The Kingdom of Eswatini is not convulsive for women that want to take a slot in business as well as in top public positions, according to the recently-published World Bank Women, Business and Law 2021 report.
The UN Development Programme lists 46 of Africa’s 54 countries as sub-Saharan, excluding Algeria, Djibouti, Egypt, Libya, Morocco, Somalia, Sudan and Tunisia.
In sub-Saharan Africa, Eswatini has been placed third from the bottom with 46.3 out of 100 index points.

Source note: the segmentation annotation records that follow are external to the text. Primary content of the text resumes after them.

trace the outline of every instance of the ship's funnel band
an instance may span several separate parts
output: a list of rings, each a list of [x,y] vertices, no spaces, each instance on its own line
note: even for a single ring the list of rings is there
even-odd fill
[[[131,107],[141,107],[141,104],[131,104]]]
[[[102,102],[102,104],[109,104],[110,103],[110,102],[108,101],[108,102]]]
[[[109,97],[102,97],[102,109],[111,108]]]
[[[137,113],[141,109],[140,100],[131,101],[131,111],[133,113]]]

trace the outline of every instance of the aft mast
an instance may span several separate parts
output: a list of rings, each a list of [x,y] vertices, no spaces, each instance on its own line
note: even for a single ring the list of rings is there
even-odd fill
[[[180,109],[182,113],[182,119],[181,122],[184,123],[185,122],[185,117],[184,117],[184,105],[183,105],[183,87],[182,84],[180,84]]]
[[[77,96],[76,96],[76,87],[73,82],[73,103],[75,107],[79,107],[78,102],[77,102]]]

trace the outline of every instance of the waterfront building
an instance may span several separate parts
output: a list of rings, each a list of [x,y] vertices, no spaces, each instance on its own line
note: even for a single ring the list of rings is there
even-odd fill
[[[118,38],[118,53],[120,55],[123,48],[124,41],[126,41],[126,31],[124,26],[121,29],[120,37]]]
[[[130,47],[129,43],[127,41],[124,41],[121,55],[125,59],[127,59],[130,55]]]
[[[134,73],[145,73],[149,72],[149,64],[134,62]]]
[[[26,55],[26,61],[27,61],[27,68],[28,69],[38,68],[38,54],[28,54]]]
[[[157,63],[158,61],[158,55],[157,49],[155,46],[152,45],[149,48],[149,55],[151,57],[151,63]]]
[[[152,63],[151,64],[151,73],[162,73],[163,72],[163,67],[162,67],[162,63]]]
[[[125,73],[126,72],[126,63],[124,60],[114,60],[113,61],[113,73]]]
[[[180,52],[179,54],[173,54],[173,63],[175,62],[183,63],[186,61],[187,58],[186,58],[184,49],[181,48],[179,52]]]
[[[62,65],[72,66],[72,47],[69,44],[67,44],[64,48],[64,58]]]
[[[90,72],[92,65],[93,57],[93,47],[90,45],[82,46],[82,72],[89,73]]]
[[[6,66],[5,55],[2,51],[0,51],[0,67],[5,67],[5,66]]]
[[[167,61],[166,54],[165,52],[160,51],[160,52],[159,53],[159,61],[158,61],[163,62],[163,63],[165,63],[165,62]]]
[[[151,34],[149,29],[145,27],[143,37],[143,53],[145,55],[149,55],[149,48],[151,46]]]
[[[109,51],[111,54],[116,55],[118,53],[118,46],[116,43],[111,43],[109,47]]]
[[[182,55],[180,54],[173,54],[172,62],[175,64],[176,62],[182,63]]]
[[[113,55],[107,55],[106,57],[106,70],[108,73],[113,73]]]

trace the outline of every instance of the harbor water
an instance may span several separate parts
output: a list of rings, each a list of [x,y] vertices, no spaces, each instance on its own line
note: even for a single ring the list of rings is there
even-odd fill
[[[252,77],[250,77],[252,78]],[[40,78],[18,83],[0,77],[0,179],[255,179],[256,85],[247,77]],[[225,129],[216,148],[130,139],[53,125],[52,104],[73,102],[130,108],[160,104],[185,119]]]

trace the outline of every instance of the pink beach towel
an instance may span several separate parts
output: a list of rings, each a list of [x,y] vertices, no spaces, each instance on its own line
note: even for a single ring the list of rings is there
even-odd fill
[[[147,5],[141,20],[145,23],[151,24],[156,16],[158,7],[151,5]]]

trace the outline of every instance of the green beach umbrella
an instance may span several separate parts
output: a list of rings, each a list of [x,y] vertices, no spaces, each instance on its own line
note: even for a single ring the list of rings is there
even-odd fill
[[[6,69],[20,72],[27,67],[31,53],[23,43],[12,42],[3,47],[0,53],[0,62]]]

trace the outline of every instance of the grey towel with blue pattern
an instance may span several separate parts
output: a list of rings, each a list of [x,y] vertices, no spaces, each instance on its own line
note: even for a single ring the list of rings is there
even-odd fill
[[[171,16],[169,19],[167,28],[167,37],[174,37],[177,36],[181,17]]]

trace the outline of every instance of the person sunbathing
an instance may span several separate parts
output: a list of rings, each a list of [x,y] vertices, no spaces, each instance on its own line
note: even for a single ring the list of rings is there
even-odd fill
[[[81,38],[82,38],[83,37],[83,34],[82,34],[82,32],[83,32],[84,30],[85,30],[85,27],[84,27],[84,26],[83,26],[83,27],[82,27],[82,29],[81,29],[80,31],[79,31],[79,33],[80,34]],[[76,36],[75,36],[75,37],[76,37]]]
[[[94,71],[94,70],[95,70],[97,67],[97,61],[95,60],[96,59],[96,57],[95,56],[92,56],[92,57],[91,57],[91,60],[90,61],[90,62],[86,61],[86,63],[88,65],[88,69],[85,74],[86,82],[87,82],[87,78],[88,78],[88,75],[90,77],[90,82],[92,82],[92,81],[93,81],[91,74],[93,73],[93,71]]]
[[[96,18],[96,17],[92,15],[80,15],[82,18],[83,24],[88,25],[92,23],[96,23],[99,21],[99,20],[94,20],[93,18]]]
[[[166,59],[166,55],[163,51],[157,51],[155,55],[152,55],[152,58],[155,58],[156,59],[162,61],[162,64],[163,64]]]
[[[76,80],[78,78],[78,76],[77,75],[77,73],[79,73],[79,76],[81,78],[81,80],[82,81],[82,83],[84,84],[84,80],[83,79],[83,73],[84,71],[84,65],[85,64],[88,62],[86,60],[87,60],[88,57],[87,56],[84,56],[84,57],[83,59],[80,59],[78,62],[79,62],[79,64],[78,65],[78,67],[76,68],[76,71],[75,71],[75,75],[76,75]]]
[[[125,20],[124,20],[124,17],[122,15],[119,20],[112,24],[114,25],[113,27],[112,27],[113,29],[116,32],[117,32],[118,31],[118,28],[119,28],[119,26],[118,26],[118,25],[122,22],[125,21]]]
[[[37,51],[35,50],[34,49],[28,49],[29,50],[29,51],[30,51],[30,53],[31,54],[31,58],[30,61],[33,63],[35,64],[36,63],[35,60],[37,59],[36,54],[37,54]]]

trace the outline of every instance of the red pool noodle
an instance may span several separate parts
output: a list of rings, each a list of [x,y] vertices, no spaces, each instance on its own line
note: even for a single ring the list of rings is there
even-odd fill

According to World Bank, Women, Business and the Law 2021 is one of a series of annual studies measuring the laws and regulations that affect women’s economic opportunity in 190 economies.
The project presents eight indicators structured around women’s interactions with the law as they move through their lives and careers.

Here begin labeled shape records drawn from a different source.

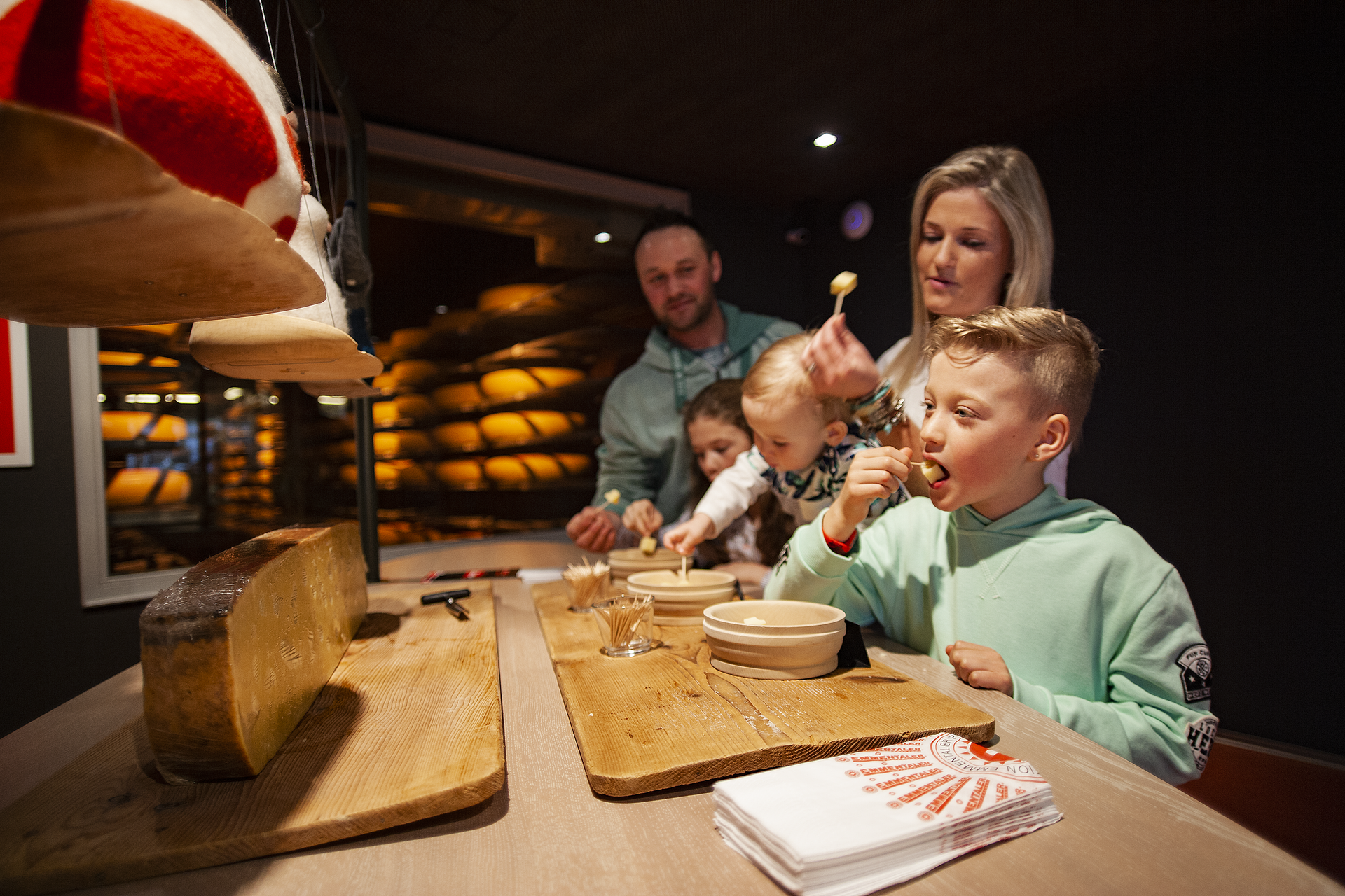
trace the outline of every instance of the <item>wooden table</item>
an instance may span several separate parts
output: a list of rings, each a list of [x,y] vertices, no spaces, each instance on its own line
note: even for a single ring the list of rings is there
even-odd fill
[[[547,540],[449,545],[383,566],[555,566],[578,552]],[[498,580],[507,782],[472,809],[299,853],[89,893],[732,893],[781,891],[720,840],[709,786],[627,799],[588,787],[526,587]],[[884,649],[886,647],[886,649]],[[997,750],[1054,786],[1064,821],[942,866],[902,893],[1342,893],[1345,888],[1190,797],[947,666],[874,642],[870,653],[995,716]],[[40,783],[140,711],[139,668],[0,740],[0,805]]]

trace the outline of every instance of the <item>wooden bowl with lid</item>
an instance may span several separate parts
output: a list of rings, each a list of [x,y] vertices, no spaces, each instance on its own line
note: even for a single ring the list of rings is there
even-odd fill
[[[702,625],[710,665],[745,678],[824,676],[845,639],[845,611],[806,600],[720,603],[702,611]]]
[[[681,568],[681,557],[678,560]],[[686,579],[674,570],[636,572],[627,579],[625,590],[654,595],[654,625],[701,625],[701,613],[716,603],[732,600],[738,580],[732,572],[687,570]]]

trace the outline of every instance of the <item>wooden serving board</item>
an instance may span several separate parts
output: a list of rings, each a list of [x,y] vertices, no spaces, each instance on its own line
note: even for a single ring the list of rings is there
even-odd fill
[[[888,666],[806,681],[740,678],[710,666],[701,626],[656,626],[663,646],[607,657],[564,582],[533,600],[589,786],[608,797],[791,766],[951,731],[994,736],[995,720]]]
[[[325,844],[472,806],[504,783],[490,583],[371,584],[327,686],[257,778],[157,779],[143,717],[0,814],[0,892],[110,884]],[[468,587],[468,586],[463,586]]]

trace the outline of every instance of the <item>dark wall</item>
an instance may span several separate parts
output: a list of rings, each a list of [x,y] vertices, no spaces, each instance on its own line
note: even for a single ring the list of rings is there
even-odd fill
[[[1328,431],[1341,189],[1325,164],[1340,154],[1338,113],[1330,54],[1302,44],[1313,27],[1286,20],[1149,83],[950,140],[947,153],[1007,142],[1041,172],[1056,305],[1104,349],[1069,492],[1116,512],[1181,571],[1213,652],[1223,727],[1341,752],[1345,731],[1317,689],[1342,631],[1328,572],[1334,508],[1321,502],[1340,457]],[[872,352],[886,349],[909,332],[921,173],[894,172],[857,196],[876,222],[859,242],[841,236],[843,201],[768,215],[695,195],[724,249],[725,297],[788,271],[799,281],[780,290],[787,301],[761,290],[742,305],[816,325],[829,281],[849,269],[859,274],[850,325]],[[812,232],[804,250],[784,242],[799,224]]]
[[[0,469],[4,678],[0,735],[140,662],[144,603],[79,606],[74,437],[66,330],[28,328],[31,467]]]

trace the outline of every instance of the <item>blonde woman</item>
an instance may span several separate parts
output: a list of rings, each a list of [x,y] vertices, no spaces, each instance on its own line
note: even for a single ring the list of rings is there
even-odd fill
[[[920,347],[929,324],[991,305],[1050,308],[1053,253],[1046,191],[1028,154],[1013,146],[955,153],[925,173],[911,208],[911,336],[874,363],[846,329],[845,316],[831,318],[804,352],[815,387],[853,398],[873,395],[885,379],[892,395],[886,403],[904,400],[905,420],[884,441],[912,447],[919,461],[929,380]],[[1046,469],[1046,482],[1061,496],[1068,458],[1067,449]]]

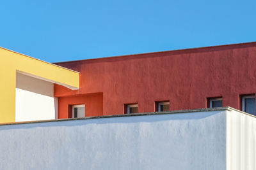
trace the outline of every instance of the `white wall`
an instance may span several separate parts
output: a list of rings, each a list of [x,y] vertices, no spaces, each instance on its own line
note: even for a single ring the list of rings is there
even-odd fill
[[[256,118],[239,111],[227,115],[228,170],[256,169]]]
[[[17,73],[15,121],[54,119],[58,98],[53,83]]]
[[[0,125],[0,169],[226,169],[225,110]]]

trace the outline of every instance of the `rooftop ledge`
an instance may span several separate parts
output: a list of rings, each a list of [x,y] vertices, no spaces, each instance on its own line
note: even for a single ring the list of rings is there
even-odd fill
[[[200,112],[200,111],[236,111],[240,112],[242,114],[247,115],[256,118],[255,115],[245,113],[241,110],[231,108],[230,106],[220,107],[214,108],[202,108],[202,109],[193,109],[193,110],[174,110],[170,111],[157,111],[157,112],[147,112],[140,113],[133,113],[133,114],[122,114],[122,115],[106,115],[106,116],[99,116],[99,117],[90,117],[85,118],[61,118],[57,120],[35,120],[35,121],[27,121],[27,122],[12,122],[12,123],[2,123],[1,125],[17,125],[17,124],[37,124],[37,123],[46,123],[52,122],[62,122],[62,121],[70,121],[70,120],[88,120],[88,119],[95,119],[95,118],[107,118],[113,117],[140,117],[140,116],[149,116],[149,115],[169,115],[169,114],[177,114],[177,113],[189,113],[193,112]]]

The indicators include mobility, workplace, pay, marriage, parenthood, entrepreneurship, assets, and pension.
Eswatini has scored a zero in the entrepreneurship indicator capturing differences between men and women in that area.
This year’s report updates all indicators as of October 1, 2020 and builds evidence of the links between legal gender equality and women’s economic inclusion.
“By examining the economic decisions women make throughout their working lives, as well as the pace of reform over the past 50 years, Women, Business and the Law 2021 makes an important contribution to research and policy discussions about the state of women’s economic empowerment,” reads the report in part.
At the top of the rankings are Mauritius, South Africa, and Zimbabwe while Eswatini, Guinea Bissau and Sudan are listed at the bottom.
Globally, 10 economies—Belgium, Canada, Denmark, France, Iceland, Ireland, Latvia, Luxembourg, Portugal, and Sweden—score 100 on the Women, Business and the Law index.
The Women, Business and Law 2021 report is a global ranking that assesses laws and reforms in 190 countries, looking at efforts made to eliminate gender-based discrimination and support women.
In the foreword, the report highlighted that the unprecedented challenges of the COVID-19 pandemic exposed and deepened global inequality.
“For many women around the world, this could mean not only economic insecurity, but also threats to their health and safety. In times like these, a legal environment that encourages women’s economic inclusion can make them less vulnerable in the face of a crisis.
“Yet in difficult moments many women start at a disadvantage,” shared the report.
Mari Elka Pangestu Managing Director – Development Policy and Partnerships at The World Bank endorsed the report.
The report suggested that locally, both Women and Law in Southern Africa and (WLSA) and the Ministry of Justice and Constitutional Affairs was consulted during the research.